Общество в черном заполняло комнату покойного, менее светлую, чем в остальные дни. Вытянувшись в ряд, оно жалось вдоль стен и у кровати; там, где скрещивались глаза, возникал почти зримый центр. Мужчины и женщины старались не шевелиться. Они не разговаривали. Разве что время от времени слышалось какое-нибудь слово, относящееся к подробностям обряда. Они не думали ни о своих делах, ни даже о Жаке Годаре. Их мысль напряженно силилась быть серьезной и глубокой. Им хотелось не видеть ни формы безделушек, ни игры солнца на окне.
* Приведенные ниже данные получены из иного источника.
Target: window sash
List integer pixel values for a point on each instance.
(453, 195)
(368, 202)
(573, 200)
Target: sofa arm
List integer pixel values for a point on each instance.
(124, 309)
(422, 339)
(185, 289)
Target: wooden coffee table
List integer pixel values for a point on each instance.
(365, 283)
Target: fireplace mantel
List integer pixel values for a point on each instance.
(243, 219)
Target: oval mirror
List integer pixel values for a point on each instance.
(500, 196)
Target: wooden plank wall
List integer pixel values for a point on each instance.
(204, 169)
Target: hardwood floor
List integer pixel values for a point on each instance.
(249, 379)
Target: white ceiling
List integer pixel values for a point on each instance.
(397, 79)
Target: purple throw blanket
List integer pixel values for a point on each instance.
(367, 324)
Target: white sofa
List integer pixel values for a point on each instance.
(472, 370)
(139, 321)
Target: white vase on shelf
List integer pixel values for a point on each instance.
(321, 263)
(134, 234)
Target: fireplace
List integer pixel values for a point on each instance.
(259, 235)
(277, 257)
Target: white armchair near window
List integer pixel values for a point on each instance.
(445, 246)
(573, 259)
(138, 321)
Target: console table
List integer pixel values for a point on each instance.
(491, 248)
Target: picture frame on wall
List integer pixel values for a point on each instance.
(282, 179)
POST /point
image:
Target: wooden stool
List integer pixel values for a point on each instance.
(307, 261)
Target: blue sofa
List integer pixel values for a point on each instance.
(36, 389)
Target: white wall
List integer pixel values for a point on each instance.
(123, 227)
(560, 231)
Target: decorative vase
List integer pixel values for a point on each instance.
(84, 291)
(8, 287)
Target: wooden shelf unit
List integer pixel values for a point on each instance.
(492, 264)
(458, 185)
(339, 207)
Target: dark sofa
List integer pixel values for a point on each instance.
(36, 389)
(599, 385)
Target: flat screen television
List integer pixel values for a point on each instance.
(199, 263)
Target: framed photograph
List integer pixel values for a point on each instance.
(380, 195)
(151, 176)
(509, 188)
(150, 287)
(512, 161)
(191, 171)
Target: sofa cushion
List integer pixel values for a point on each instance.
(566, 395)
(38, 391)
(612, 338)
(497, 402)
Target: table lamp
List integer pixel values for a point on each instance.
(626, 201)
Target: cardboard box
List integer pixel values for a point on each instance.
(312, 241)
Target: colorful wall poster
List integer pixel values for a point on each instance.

Малейший шум, звук открываемой внизу двери, мешал им. Всякое происшествие было чуть-чуть преступным. Питаемая непривычными силами, их душа росла с каждой минутой.

Общество чувствовало в себе новый дар. И оно находило естественным свое широкое соприкосновение с такими вещами, о которых olio только что и не подозревало. Повседневные видимости раскрывались перед ним, обнаруживая подкладку, словно крышка сундука; и оно не удивлялось. Каждому казалось, что он следует старой привычке. Обычную жизнь, мысли, которые приходят утром или когда сидишь семьей за столом, он находил наивными, как бы ребяческими.

Однако бывали мгновения рассеянности, легкие веяния, роздых, приятный в силу контраста, но раздражавший, если он затягивался. Сорокалетнего мужчину сердило, что к нему постоянно возвращается мысль о потерянном накануне пятифранковике. «Я, может быть, просто засунул его куда-нибудь; надо было поискать утром, прежде чем идти сюда; это бы мне очистило мозги». Ему хотелось не думать об этом больше. «Что пользы?» И что может быть лучше, чем отдаться думам, которые смерть напояет собой, не придавая им горечи?